Lorraine Soliman  • 10 octobre 2018 abonné·es
Philippe Chagne : Histoire de jazz et d’amitié
photo : Philippe Chagne représenté par son ami d’enfance, Laurent Dauptain.
© Laurent Dauptain

Rendre hommage à l’immense contrebassiste et compositeur Charles Mingus n’est pas chose aisée. L’expérience montre qu’avec un peu d’audace, un brin de modestie et surtout beaucoup de talent et de travail, certains y arrivent. C’est un peu l’histoire du nouveau disque de Philippe Chagne, My Mingus Soul. Une histoire qui fera date dans la discographie foisonnante du saxophoniste.
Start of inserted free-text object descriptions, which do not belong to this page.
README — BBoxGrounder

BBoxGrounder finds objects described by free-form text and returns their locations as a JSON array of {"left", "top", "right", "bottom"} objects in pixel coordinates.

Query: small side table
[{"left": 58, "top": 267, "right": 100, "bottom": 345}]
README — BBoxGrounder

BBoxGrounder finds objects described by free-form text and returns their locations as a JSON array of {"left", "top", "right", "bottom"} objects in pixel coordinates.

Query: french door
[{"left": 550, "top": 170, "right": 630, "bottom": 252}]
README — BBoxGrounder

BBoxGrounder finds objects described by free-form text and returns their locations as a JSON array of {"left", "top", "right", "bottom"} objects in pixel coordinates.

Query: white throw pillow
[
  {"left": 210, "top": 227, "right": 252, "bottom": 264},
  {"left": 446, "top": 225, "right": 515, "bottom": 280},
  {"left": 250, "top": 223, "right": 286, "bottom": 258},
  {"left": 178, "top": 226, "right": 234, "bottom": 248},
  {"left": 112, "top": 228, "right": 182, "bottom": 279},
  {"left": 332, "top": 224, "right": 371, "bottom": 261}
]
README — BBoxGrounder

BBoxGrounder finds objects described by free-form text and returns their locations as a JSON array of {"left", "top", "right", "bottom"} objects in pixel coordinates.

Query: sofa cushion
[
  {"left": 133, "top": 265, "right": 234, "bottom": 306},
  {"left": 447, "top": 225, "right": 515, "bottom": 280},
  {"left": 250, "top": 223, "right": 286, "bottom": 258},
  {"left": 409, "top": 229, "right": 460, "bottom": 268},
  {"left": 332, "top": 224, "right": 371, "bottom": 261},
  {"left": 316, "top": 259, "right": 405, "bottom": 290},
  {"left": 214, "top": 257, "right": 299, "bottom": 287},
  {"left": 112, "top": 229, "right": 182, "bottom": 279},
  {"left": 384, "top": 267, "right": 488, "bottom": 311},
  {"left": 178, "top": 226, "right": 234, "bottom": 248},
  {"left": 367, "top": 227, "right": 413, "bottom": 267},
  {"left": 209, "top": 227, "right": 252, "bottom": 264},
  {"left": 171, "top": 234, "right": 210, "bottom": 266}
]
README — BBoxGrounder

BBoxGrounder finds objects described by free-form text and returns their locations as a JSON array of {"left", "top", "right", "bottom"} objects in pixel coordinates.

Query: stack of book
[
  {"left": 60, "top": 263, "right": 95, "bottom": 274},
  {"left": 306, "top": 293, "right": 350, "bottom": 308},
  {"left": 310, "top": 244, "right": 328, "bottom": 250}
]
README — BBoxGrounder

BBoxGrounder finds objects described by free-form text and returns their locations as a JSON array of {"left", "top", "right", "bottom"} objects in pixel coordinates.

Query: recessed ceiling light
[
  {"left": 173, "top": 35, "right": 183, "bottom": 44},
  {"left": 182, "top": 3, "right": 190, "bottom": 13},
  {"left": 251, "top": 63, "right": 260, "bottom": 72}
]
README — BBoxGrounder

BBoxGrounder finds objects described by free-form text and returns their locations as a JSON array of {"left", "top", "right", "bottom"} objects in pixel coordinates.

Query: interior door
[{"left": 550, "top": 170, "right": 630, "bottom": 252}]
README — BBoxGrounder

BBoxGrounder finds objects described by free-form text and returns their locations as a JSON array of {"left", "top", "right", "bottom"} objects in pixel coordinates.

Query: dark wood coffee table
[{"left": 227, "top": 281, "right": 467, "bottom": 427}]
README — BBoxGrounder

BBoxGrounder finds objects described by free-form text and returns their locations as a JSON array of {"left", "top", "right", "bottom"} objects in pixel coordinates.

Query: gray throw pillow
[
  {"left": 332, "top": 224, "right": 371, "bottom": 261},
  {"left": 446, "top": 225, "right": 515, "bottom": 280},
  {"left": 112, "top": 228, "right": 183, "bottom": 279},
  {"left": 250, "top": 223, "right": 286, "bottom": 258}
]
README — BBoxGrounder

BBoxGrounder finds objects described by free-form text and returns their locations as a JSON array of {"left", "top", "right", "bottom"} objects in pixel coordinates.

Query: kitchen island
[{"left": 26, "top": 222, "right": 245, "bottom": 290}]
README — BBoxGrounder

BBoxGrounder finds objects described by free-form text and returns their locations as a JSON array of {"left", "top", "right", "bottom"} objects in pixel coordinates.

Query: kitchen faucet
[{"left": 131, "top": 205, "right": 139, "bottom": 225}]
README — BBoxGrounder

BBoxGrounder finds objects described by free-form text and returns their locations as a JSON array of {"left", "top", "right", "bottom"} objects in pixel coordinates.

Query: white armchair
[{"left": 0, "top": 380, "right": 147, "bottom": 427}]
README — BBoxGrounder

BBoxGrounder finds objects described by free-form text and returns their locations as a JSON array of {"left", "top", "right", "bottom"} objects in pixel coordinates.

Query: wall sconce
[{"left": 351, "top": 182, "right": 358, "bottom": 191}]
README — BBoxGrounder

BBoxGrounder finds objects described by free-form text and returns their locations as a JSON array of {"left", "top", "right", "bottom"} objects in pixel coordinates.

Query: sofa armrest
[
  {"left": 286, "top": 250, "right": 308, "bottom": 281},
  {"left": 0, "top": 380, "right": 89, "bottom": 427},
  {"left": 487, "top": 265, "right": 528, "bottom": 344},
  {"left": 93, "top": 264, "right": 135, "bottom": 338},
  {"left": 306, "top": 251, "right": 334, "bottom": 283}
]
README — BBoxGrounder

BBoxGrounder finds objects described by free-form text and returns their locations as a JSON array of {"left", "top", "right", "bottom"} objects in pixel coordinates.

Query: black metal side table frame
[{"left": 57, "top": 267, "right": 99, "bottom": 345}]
Ce disque, entièrement « fait à la main » avec Carl Schlosser (saxophoniste, flûtiste et ingénieur du son), les deux hommes en parlaient depuis trente ans. Il aura fallu attendre le bon moment, surmonter le doute omniprésent pour se lancer et lancer cette « bouteille à la mer de plus, peut-être ». Il aura également fallu réunir les musiciens indispensables, à commencer par celui qui tiendrait la contrebasse. Ce sera Laurent Vanhée : « Il a le son, il a le drive, il a le swing… Il m’a convaincu d’entamer le projet. »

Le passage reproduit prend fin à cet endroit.